Yah...waktu berputar begitu cepat. Sehingga memang sering saya  tidak punya waktu untuk melakukan discerment. Kurang mampu melihat dengan baik apa yang terjadi dalam diriku maupun dengan sesamaku. Maklumlah,terlalu sibuk bekerja.Hehehe. Upss,tunggu dulu.Bukankah itu pembelaan diri ? Hmm..apapun ceritanya alasan itu tidak bisa diterima. Intinya jangan samapi lupa mensyukuri hujan yang turun ,lupa tersenyum dikala mengalami kekecewaan bahkan kadang lupa tertawa disaat matahari menerpa kening ini. Parahnya lagi nih,ketika hujan turun hal ini dianggap sebagai petaka.Waduhh..
Jujur terhadap diri dan menerima diri seadanya bukanlah sesuatu yang mudah untuk dilaksanakan. Tidak segampang membalikkan tangan. Ini adalah sesuatu yang harus saya lakukan dalam waktu yang cukup lama tapi pasti. Saat itulah yang disebut dengan jeda dalam kehidupan. Saya tahu bahwa yang terpenting dari hidup adalah "open self". Barangkali mereka yang mencapai pengetahuan diri sampai level ini tidak lagi takut hidup dan tidak kacau dalam mengurus persoalan. Dia dapat menerima semua pengalaman dan perasaan, baik dari kesedihan atau kebahagiaan, cinta atau rasa bersalah.

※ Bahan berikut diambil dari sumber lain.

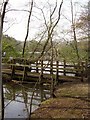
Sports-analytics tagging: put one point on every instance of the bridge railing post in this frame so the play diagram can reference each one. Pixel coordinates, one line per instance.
(41, 72)
(37, 67)
(64, 71)
(82, 71)
(56, 79)
(13, 69)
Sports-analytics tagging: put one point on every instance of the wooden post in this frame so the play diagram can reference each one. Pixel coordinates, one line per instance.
(13, 69)
(41, 74)
(37, 67)
(24, 73)
(57, 63)
(82, 71)
(64, 71)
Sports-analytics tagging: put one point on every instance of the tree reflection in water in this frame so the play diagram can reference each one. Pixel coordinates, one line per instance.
(17, 98)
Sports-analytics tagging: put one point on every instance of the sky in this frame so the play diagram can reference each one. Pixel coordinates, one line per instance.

Saat ini juga aku mau berhenti sejenak. Aku akan meninggalkan beban pekerjaanku dan bergabung bersama teman-temanku untuk menikmati enaknya popcorn di taman komplek. Aku sengaja memilih tempat ini untuk merefleksikan perjalanan hidupku hari ini. Sepanjang hari ini aku sudah berproses. Aku sudah menerima dan menemukan sebagian hasil pekerjaanku. Ada yang menyenangkan,ada juga yang gagal,ada juga yang membuatku kecewa,tertawa,dan happy. Kamu bisa bayangkan nggak sih,aneka ekspresiku yang muncul sepanjang hari ini. Eh,,,sau lagi ternyata hari ini ada yang terlupakan. Aku lupa kalau hari ini saya belum menyapa tetanggaku.Hmm..besok aku akan menyapanya...
Owh iya,kamu pasti bertanya kan,bagaimana aku menyelesaikan pekerjaanku hari ini. Tenang saja,Kadang identitas diri dihasilkan oleh emosi. Beberapa dari ketegangan mengurus pekerjaan, beberapa dihasilkan dari citra diri yang dilecehkan, dan tidak sedikit pula diproduksi oleh rasa takut dan rasa tidak aman.Jadi,tidak semua pekerjaan itu saya lakukan dengan tulus. Kamu bisa bayangkan nggak sih,ketika saya masih kuliah sudah datang tugas baru yang sifatnya urgen. Duhh,gimana saya mau tenang dan rileks mengerjakannya.
Tapi selow aja,bisa saja aneka jenis raut wajah muncul saat itu. Tapi ingat dibalik raut wajah yang cantik itu ada daya juang dan kemauan untuk mengerjakan. Bukan hanya itu saja ketika pekerjaan itu terselesaikan dengan baik disan ada pemberian diri ada pengorbanan. Hasilnya bisa dinimati oleh banyak orang.